Our Commitment: Being Different, Being Better
Message from the Deans’ Office
Because of the realities of printing and production, this message is being written several weeks before it appears in print. And given all that we’re experiencing right now, it is difficult to predict what the world might be like by the time this Review magazine arrives in the hands of readers.
But as of mid-summer 2020, some things loom large—and demand our attention. In a 17 June 2020 address at BYU’s Religious Freedom Review, Elder David A. Bednar called this a time of “wake-up calls.” COVID-19 is affecting everyone in unprecedented ways—but we’re facing more than just a global pandemic. As Elder Bednar said, the world faces “a most pernicious social plague of racism.” It seems worthwhile for all of us to spend some contemplative moments in this wake-up call exercise.

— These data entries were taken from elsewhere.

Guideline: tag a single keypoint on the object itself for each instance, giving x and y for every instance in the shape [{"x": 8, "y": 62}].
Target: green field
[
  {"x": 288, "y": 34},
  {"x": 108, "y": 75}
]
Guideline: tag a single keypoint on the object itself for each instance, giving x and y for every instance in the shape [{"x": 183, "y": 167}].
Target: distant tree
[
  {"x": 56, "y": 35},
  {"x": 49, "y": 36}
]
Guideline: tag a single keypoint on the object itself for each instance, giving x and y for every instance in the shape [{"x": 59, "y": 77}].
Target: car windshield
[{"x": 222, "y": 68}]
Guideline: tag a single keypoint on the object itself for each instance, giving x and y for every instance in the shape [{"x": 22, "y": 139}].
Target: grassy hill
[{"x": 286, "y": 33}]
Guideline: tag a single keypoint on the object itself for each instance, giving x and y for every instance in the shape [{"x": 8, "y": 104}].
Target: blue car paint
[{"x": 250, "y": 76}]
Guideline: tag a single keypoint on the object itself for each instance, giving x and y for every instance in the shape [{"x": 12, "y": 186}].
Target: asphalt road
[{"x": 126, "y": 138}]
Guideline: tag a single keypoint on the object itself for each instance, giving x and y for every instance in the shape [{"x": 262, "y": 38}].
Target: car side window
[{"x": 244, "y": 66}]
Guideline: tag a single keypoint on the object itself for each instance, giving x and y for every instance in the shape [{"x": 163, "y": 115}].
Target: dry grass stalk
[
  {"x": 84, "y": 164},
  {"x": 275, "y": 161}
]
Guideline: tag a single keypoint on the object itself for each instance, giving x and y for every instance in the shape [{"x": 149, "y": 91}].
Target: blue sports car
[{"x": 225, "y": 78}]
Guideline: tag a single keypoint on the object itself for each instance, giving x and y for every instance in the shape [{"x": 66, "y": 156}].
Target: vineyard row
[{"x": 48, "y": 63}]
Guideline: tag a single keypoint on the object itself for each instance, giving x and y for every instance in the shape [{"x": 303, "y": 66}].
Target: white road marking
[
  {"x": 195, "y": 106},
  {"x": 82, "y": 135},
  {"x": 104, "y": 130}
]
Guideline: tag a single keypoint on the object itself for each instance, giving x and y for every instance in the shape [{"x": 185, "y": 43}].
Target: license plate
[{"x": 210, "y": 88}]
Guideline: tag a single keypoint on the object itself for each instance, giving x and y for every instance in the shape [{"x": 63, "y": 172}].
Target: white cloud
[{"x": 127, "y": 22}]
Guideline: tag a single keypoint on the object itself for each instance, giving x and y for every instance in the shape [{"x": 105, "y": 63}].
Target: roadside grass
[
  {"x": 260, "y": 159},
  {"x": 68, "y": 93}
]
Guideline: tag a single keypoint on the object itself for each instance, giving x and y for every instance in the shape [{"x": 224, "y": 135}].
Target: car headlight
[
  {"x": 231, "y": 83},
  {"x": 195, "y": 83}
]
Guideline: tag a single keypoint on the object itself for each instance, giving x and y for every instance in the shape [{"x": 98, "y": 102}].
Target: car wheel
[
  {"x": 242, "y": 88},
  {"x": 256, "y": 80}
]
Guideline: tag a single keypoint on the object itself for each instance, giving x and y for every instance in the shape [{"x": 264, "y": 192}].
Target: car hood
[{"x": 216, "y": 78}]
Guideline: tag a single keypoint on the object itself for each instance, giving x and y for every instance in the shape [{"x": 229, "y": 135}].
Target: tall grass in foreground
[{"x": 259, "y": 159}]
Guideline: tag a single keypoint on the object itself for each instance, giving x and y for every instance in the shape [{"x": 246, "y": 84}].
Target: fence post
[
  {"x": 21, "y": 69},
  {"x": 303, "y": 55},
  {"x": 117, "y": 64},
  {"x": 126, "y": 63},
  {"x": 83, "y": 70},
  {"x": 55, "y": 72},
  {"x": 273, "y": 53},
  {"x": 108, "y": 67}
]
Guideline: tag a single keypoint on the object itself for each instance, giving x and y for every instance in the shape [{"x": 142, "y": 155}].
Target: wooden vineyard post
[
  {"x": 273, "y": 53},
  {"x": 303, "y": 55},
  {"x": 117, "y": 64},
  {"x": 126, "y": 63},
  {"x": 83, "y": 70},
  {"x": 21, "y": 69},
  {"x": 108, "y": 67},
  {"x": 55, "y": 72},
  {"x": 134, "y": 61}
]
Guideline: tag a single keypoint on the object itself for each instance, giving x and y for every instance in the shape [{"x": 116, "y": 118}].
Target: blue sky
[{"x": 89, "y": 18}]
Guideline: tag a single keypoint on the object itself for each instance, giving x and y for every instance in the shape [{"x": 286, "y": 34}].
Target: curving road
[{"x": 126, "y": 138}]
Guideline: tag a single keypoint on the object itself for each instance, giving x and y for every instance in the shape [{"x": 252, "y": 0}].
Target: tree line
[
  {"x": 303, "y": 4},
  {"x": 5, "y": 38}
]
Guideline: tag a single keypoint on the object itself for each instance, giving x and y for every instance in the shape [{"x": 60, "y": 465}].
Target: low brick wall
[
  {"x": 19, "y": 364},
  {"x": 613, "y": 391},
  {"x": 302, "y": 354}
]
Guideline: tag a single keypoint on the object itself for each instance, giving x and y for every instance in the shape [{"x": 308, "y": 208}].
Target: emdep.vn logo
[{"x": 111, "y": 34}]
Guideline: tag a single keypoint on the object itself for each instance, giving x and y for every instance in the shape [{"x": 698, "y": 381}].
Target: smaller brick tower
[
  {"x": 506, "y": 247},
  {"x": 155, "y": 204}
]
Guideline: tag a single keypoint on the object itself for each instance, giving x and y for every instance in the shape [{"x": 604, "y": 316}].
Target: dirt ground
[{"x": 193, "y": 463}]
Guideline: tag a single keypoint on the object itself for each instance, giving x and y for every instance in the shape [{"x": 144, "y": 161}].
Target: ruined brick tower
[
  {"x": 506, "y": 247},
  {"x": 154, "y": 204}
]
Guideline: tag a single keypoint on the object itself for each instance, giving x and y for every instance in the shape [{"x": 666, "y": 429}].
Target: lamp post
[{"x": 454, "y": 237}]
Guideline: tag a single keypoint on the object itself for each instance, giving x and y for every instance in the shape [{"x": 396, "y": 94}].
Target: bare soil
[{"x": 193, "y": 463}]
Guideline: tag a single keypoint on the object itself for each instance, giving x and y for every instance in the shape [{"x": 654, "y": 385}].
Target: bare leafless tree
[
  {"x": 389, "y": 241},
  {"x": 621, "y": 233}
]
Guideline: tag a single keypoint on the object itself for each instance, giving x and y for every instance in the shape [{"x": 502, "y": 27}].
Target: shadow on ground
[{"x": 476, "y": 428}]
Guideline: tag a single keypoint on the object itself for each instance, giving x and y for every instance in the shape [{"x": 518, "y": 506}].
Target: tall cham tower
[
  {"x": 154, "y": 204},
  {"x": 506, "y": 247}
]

How can we minister to individuals in a time of disconnectedness?
How can we address blind spots in our attitudes about racial justice? (It’s worth checking out a series of very short films created by BYU advertising students at checkyourblindspot.org.)
How can we each work to fight against that “most pernicious social plague of racism”?
How will we be different? How will Religious Education at BYU be different?
We join a chorus of voices expressing admiration for the faculty and students of BYU who, in an effort to slow the spread of COVID-19, transitioned to remote teaching and learning in only a matter of a few days in March. While acknowledging ongoing challenges, we nevertheless have to give high praise to the university community for making this work. Some of those efforts are highlighted in this edition of the magazine. But as we approach fall semester, we know more must be done to connect with and engage and support students effectively.
We also join a chorus of voices on our campus calling for us to take up the charge given by President Russell M. Nelson and leaders of the NAACP to “review processes, laws, and organizational attitudes regarding racism and root them out once and for all.” In all aspects of our work in Religious Education at BYU, we know more must be done—and we pledge to do it. We stand with the BYU Committee on Race, Equity, and Belonging in affirming that "rooting out racism, healing its wounds . . . is the responsibility of every member of the BYU community." We will do all we can—in our classrooms, in our curriculum, in our interactions—“to work tirelessly to build bridges of understanding” (President Nelson’s words).
As we start an academic year unlike any other, we, too, will be different than we have been before. That is our commitment.